We now consider (b). The feature f2 gets hash value 8 using hash function "one". Looking at the neighbor (a), we sample a hash value for f1 which becomes 5 using hash function "two". Since (c) has more than one feature, we also have to select one of the two features f1 and f3 before considering the "winning" feature as before as input to hash function "two". We use a third hash function "three" for this purpose and f3 gets the smaller value of 1. We now compute a hash of f3 using "two" and it becomes 6. Since 5 is smaller than 6, f1 is the "winning" neighbor feature for (b), and since 5 is also smaller than 8, it is the overall "winning" feature. Therefore, we add f1 to the embedding of (b). We proceed similarly with k=1 and f1 is selected again. Since the embeddings consist of binary features, this second addition has no effect.

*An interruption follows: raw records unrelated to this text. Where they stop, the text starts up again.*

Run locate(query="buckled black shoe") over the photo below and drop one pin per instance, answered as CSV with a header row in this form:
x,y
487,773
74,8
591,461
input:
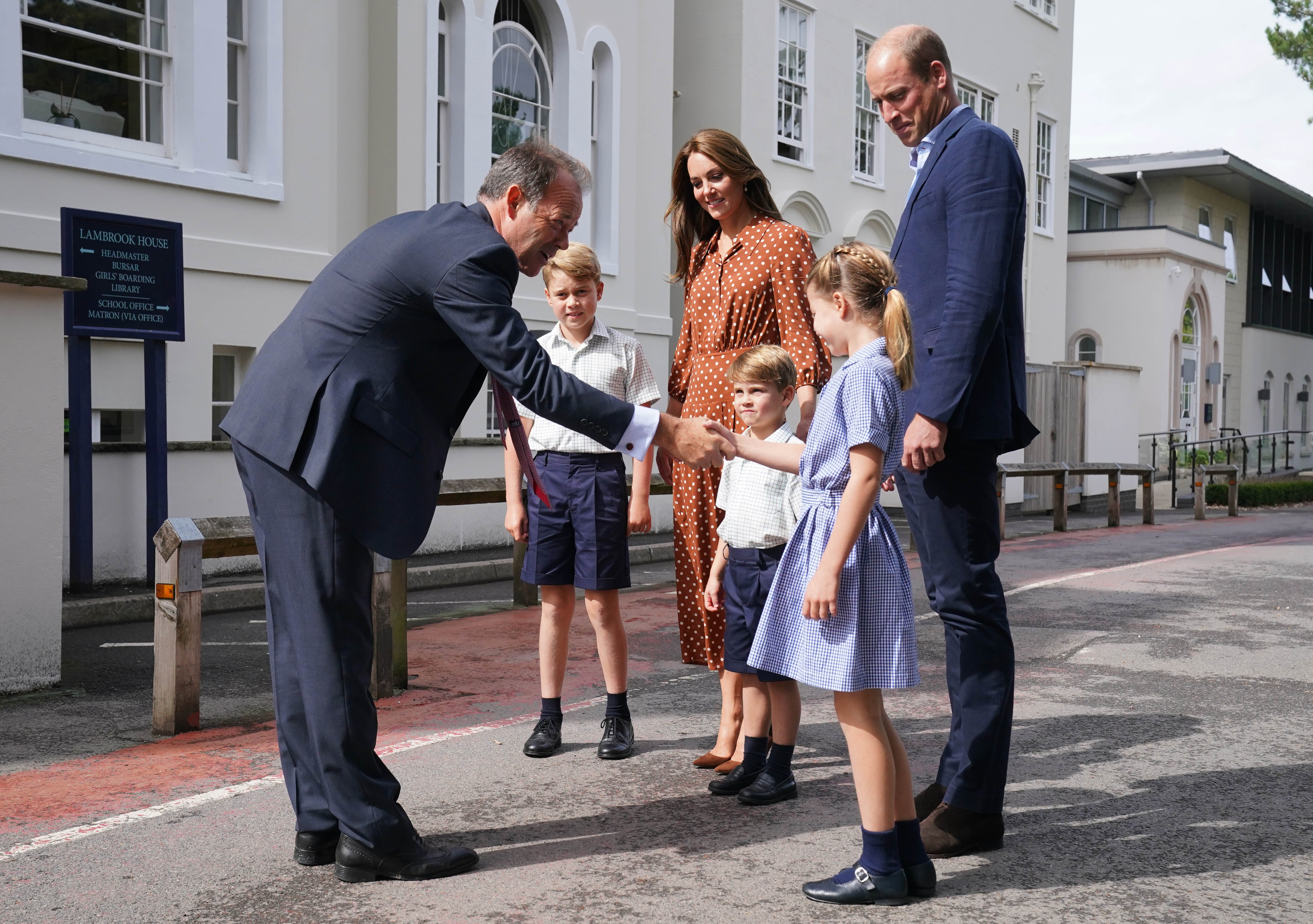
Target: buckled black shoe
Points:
x,y
618,738
863,889
922,881
356,863
733,781
546,738
316,848
767,791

We omit the details of computing the embedding of (c).

After the 2 sampling rounds, the iteration is complete and since there is only one iteration, we are done. Each node has a binary embedding that contains some subset of the original binary features. In particular, (a) has features f1 and f2, (b) has only the feature f1.